Buba Jachne (w komentarzu do poprzedniego wpisu) swoją postawą zachęciła mnie do czytania Biblii. W Księdze Przysłów znalazłem tekst, który idealnie pasuje do Romana Giertycha. W rozdziale 17, wersecie 10 czytamy: Na tego, kto ma zrozumienie, krytyka działa głębiej, niż na głupca sto batów.

Przez pół roku największe autorytety akademickie oraz szeregowi nauczyciele zwracali ministrowi uwagę, że amnestia maturalna jest błędem. Niestety, Giertych nie słuchał głosu fachowców, wykazując się 100-procentową głupotą. Swojej decyzji nie zmienił, a przecież mógł wycofać się z niej i zachować honor. W rezultacie skrzywdził wszystkie osoby związane z edukacją. Teraz Trybunał Konstytucyjny zmusił ministra do przyznania, że popełnił przestępstwo.

Skoro Giertych nie chciał słuchać głosu rozsądku, niech teraz posłucha psiej skóry.
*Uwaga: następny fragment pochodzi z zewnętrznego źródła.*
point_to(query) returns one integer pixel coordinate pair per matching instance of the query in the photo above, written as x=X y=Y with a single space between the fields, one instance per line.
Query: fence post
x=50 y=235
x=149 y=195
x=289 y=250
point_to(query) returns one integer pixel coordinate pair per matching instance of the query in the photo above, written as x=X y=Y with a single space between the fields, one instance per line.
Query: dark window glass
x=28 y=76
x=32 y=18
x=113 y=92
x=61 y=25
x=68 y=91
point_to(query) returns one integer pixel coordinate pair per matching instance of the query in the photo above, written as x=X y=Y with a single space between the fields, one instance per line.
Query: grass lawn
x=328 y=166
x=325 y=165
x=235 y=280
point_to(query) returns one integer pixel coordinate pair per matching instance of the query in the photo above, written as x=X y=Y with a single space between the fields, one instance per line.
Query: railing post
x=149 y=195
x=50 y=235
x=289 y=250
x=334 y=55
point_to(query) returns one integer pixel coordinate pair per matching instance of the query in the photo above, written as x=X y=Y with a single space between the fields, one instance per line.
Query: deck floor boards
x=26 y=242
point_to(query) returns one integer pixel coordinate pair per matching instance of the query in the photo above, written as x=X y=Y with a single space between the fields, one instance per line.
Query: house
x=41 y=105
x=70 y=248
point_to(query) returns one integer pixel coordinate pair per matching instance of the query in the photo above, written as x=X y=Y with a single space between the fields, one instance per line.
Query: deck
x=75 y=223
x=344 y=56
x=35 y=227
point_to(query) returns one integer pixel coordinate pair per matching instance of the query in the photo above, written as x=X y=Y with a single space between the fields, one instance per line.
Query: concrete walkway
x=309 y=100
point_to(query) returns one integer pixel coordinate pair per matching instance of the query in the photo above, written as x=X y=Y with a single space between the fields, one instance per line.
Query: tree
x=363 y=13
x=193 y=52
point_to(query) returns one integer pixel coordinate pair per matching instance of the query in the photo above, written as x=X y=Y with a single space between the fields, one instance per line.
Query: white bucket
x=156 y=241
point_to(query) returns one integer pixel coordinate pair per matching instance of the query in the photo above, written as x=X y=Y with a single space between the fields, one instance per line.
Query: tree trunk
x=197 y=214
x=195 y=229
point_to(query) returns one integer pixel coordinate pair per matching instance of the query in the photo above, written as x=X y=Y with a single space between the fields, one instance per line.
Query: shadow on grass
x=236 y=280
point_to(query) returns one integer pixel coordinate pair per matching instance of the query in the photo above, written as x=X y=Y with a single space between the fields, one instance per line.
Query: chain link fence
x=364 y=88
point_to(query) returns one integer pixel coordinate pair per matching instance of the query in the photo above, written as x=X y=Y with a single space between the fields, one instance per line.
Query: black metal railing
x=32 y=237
Wnioskuję o wymierzenie ministrowi kary stu batów. Dla ignoranta na stanowisku ministra edukacji to i tak za mało.

Jednak Giertych nie chce poddać się żadnej karze. Udaje, że nic się nie stało. To dziwne. Przecież był pierwszym, który domagał się kary dla szkolnych przestępców. Nawet wnioskował o zamknięcie trudnych uczniów w specjalnych zakładach szkoleniowych. Proponuję, aby teraz podobnie potraktować jego samego. Zasłużył na to. Okazał się trudnym ministrem, więc niech idzie na resocjalizację do zakładu wychowawczego.
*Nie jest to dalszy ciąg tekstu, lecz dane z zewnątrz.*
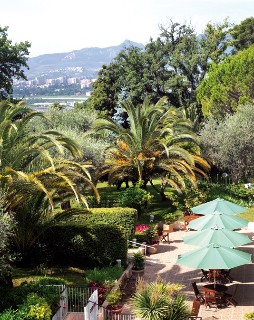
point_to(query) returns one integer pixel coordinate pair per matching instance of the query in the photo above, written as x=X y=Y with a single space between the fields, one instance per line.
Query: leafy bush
x=13 y=297
x=104 y=274
x=33 y=308
x=138 y=261
x=36 y=307
x=249 y=316
x=113 y=297
x=135 y=198
x=86 y=246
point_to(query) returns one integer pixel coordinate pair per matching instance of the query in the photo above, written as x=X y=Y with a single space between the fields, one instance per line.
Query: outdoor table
x=215 y=287
x=221 y=276
x=216 y=292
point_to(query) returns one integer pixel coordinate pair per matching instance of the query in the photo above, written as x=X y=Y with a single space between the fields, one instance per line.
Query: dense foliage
x=229 y=143
x=171 y=65
x=79 y=245
x=13 y=61
x=158 y=143
x=159 y=300
x=228 y=84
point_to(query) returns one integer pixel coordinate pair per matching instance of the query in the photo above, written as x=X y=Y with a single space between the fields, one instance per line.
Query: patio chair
x=167 y=228
x=204 y=275
x=199 y=296
x=230 y=297
x=195 y=311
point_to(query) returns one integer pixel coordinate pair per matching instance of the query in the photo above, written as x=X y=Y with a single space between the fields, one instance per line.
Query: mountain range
x=84 y=62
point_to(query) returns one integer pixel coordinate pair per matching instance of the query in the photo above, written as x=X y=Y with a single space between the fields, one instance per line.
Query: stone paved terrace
x=163 y=264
A premierowi, który powinien ukarać swego ministra, proponuję rozważyć następujące słowa Pisma Świętego: I ten, kto uwalnia winnego, i ten, kto skazuje niewinnego, obaj są ohydą dla Boga (Przysłów 17,15). A zatem, Panie Premierze, do Pana należy zadanie, aby teraz za karę wymierzyć Giertychowi sto batów. Nie chcę mieć ministra przestępcy i premiera, który przestępcę chroni. Byłaby to ohyda.